Business Income Manual

Partnerships - general notes: definition

S1(1), S45 Partnership Act 1890, Sch1 Interpretation Act 1978

A partnership is defined as ‘the relation which subsists between persons carrying on a business in common with a view of profit’.

‘Persons’ includes artificial as well as natural persons, so an individual, a body corporate or the trustee of a settlement may all be partners. In England, Wales or Northern Ireland a partnership is not in law a legal person; so one partnership cannot become a member of another partnership, though the members may do so. For the position of partnerships in Scotland, see BIM82035.

You should note that a partnership, although it may not be a legal person, is still a ‘person’ for all purposes of the Taxes Acts unless the contrary intention appears because a ‘person’ includes ‘a body of persons corporate or unincorporate’ and a partnership is a body of persons unincorporate.

‘Business’ is defined as including ‘every trade, occupation or profession’. So ‘business’ is a very wide term, embracing almost every commercial activity, and is much wider than trade or profession alone.

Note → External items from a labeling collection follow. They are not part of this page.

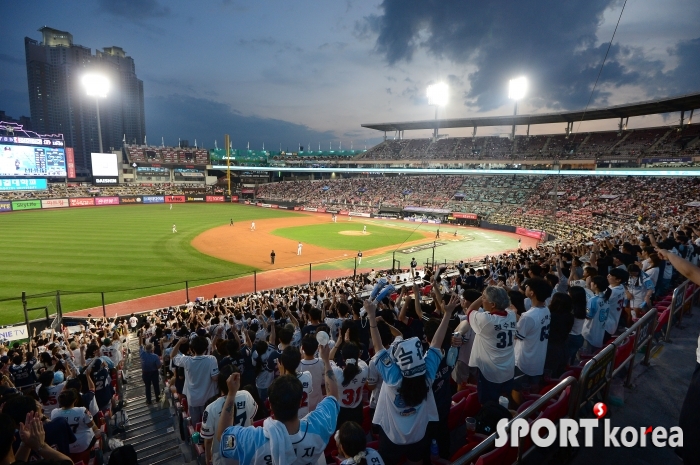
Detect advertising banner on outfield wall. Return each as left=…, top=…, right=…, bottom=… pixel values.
left=12, top=200, right=41, bottom=210
left=0, top=178, right=48, bottom=191
left=348, top=212, right=372, bottom=218
left=95, top=197, right=119, bottom=205
left=515, top=227, right=545, bottom=240
left=41, top=199, right=70, bottom=208
left=119, top=195, right=143, bottom=205
left=0, top=325, right=29, bottom=341
left=66, top=147, right=75, bottom=179
left=452, top=212, right=478, bottom=220
left=69, top=197, right=95, bottom=207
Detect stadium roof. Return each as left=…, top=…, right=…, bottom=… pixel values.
left=361, top=93, right=700, bottom=132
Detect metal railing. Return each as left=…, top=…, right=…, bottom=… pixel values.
left=452, top=376, right=578, bottom=465
left=664, top=280, right=700, bottom=342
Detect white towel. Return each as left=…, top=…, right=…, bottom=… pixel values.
left=263, top=418, right=297, bottom=465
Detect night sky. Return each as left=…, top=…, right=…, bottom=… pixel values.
left=0, top=0, right=700, bottom=150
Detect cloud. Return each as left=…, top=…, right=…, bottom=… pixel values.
left=366, top=0, right=700, bottom=111
left=238, top=37, right=278, bottom=47
left=663, top=37, right=700, bottom=94
left=99, top=0, right=171, bottom=18
left=145, top=94, right=337, bottom=150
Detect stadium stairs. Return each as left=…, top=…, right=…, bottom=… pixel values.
left=110, top=336, right=197, bottom=465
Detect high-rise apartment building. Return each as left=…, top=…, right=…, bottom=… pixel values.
left=24, top=27, right=146, bottom=175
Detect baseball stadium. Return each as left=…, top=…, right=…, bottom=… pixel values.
left=0, top=2, right=700, bottom=465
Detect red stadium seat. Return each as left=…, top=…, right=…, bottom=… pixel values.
left=447, top=399, right=467, bottom=431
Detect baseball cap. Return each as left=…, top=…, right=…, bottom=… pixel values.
left=391, top=337, right=425, bottom=378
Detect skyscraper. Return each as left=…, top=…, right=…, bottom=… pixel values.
left=24, top=26, right=146, bottom=175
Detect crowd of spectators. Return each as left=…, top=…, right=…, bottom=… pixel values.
left=0, top=183, right=216, bottom=200
left=0, top=169, right=700, bottom=465
left=256, top=176, right=464, bottom=213
left=0, top=317, right=128, bottom=465
left=121, top=203, right=700, bottom=464
left=488, top=176, right=700, bottom=238
left=357, top=124, right=700, bottom=162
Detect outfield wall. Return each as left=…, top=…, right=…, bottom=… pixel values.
left=0, top=194, right=546, bottom=240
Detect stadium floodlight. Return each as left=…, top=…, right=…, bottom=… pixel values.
left=508, top=76, right=527, bottom=102
left=508, top=76, right=527, bottom=140
left=428, top=82, right=448, bottom=107
left=83, top=73, right=109, bottom=98
left=427, top=82, right=448, bottom=141
left=82, top=73, right=109, bottom=153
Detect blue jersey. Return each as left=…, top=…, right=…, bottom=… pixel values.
left=220, top=396, right=340, bottom=465
left=581, top=293, right=610, bottom=347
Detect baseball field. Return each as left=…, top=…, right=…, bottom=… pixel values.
left=0, top=204, right=528, bottom=324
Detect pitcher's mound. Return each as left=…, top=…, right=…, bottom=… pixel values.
left=338, top=231, right=372, bottom=236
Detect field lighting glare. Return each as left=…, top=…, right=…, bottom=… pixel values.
left=508, top=76, right=527, bottom=101
left=83, top=73, right=109, bottom=98
left=428, top=82, right=447, bottom=107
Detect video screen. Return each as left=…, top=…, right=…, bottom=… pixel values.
left=0, top=144, right=66, bottom=178
left=90, top=153, right=119, bottom=178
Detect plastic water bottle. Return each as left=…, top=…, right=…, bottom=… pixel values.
left=445, top=332, right=460, bottom=367
left=424, top=439, right=440, bottom=459
left=369, top=278, right=388, bottom=302
left=374, top=284, right=396, bottom=303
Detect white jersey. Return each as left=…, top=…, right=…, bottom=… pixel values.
left=51, top=407, right=95, bottom=454
left=605, top=284, right=625, bottom=334
left=515, top=307, right=550, bottom=376
left=372, top=348, right=442, bottom=444
left=340, top=447, right=384, bottom=465
left=323, top=318, right=343, bottom=341
left=367, top=357, right=383, bottom=408
left=627, top=271, right=654, bottom=308
left=199, top=391, right=258, bottom=465
left=220, top=396, right=340, bottom=465
left=100, top=342, right=122, bottom=366
left=297, top=358, right=325, bottom=412
left=469, top=309, right=517, bottom=384
left=36, top=381, right=66, bottom=418
left=297, top=371, right=314, bottom=420
left=581, top=293, right=610, bottom=348
left=331, top=360, right=369, bottom=408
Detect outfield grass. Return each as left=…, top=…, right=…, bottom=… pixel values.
left=272, top=221, right=424, bottom=250
left=0, top=204, right=295, bottom=324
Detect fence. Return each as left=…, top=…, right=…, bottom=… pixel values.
left=452, top=281, right=700, bottom=465
left=0, top=248, right=490, bottom=330
left=662, top=280, right=700, bottom=342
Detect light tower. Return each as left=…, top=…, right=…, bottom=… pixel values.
left=508, top=76, right=527, bottom=139
left=82, top=73, right=109, bottom=153
left=427, top=82, right=448, bottom=142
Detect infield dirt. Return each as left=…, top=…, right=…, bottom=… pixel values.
left=192, top=214, right=432, bottom=270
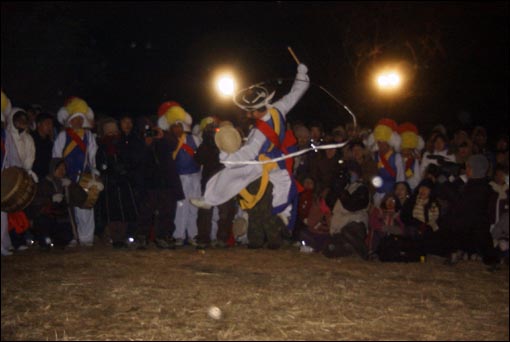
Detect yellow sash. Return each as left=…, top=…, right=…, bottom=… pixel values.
left=239, top=154, right=277, bottom=210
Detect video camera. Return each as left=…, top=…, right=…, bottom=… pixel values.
left=427, top=154, right=465, bottom=177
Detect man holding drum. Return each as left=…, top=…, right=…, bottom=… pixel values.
left=53, top=97, right=102, bottom=246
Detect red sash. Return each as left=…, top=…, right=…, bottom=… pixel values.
left=255, top=119, right=304, bottom=192
left=379, top=154, right=397, bottom=177
left=181, top=144, right=195, bottom=157
left=66, top=128, right=87, bottom=153
left=404, top=158, right=414, bottom=172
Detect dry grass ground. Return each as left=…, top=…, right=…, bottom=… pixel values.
left=2, top=240, right=509, bottom=341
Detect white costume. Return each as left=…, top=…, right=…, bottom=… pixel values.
left=158, top=101, right=202, bottom=243
left=203, top=64, right=310, bottom=222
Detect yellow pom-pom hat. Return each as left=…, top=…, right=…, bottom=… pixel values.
left=158, top=101, right=193, bottom=132
left=200, top=116, right=216, bottom=132
left=57, top=96, right=94, bottom=128
left=364, top=118, right=400, bottom=151
left=2, top=90, right=12, bottom=122
left=398, top=122, right=425, bottom=150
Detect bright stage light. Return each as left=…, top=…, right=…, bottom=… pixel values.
left=377, top=71, right=402, bottom=90
left=216, top=75, right=235, bottom=96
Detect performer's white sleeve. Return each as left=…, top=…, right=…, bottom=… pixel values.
left=51, top=131, right=66, bottom=158
left=87, top=131, right=97, bottom=169
left=272, top=67, right=310, bottom=117
left=23, top=133, right=35, bottom=170
left=395, top=153, right=406, bottom=182
left=220, top=128, right=266, bottom=167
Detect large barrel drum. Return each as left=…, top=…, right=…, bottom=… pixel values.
left=1, top=166, right=37, bottom=212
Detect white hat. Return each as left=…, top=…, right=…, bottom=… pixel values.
left=234, top=85, right=275, bottom=112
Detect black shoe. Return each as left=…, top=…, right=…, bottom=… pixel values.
left=136, top=236, right=147, bottom=249
left=267, top=243, right=282, bottom=249
left=342, top=231, right=368, bottom=260
left=487, top=263, right=501, bottom=273
left=112, top=241, right=127, bottom=249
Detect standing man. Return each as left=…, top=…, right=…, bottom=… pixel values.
left=158, top=101, right=201, bottom=247
left=53, top=97, right=102, bottom=246
left=367, top=118, right=406, bottom=207
left=192, top=64, right=310, bottom=246
left=30, top=113, right=54, bottom=179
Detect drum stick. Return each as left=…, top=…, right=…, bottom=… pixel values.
left=287, top=46, right=300, bottom=65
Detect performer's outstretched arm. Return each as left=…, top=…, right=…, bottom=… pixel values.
left=273, top=64, right=310, bottom=117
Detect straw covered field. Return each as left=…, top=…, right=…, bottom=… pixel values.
left=2, top=243, right=509, bottom=341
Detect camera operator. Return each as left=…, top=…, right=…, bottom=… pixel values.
left=137, top=119, right=184, bottom=249
left=420, top=133, right=455, bottom=178
left=96, top=118, right=137, bottom=248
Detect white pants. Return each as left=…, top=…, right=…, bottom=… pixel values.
left=2, top=211, right=12, bottom=250
left=173, top=172, right=202, bottom=239
left=74, top=208, right=96, bottom=244
left=204, top=164, right=292, bottom=212
left=211, top=207, right=220, bottom=241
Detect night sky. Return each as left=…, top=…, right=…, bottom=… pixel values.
left=1, top=1, right=509, bottom=138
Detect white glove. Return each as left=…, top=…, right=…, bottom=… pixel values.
left=298, top=63, right=308, bottom=74
left=28, top=170, right=39, bottom=183
left=51, top=194, right=64, bottom=203
left=60, top=178, right=71, bottom=187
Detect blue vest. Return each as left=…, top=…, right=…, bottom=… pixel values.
left=63, top=132, right=90, bottom=181
left=375, top=152, right=397, bottom=194
left=175, top=134, right=200, bottom=175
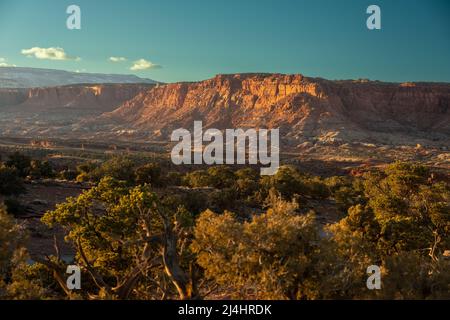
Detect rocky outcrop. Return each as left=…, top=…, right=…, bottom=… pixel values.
left=0, top=84, right=153, bottom=113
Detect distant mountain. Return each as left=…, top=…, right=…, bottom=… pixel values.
left=0, top=67, right=158, bottom=88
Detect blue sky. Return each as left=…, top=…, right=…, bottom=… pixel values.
left=0, top=0, right=450, bottom=82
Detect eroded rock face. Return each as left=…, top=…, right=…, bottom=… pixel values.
left=101, top=74, right=450, bottom=142
left=0, top=84, right=151, bottom=112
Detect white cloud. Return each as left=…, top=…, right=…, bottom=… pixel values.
left=0, top=58, right=17, bottom=67
left=108, top=57, right=127, bottom=62
left=130, top=59, right=161, bottom=71
left=22, top=47, right=81, bottom=61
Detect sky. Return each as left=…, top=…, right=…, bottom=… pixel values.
left=0, top=0, right=450, bottom=82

It includes a business of making investments. Simply making an investment is not enough, there has to be sufficient organisation, continuity to make the activity a business.

The expression ‘with a view of profit’ distinguishes partnerships from clubs and societies which do not have a profit seeking motive, and also from arrangements only to share expenditure, where each person keeps their own income, for example some dentists or medical practitioners with joint surgeries, or some crop-sharing agreements.

Partnership is a relationship resulting from a contract or agreement, oral or written. The implementation of that agreement creates the partnership relationship. If it is not implemented, it is not effective (Dickenson v Gross [1927] 11TC614).

There is no limit on the number of partners a partnership may have.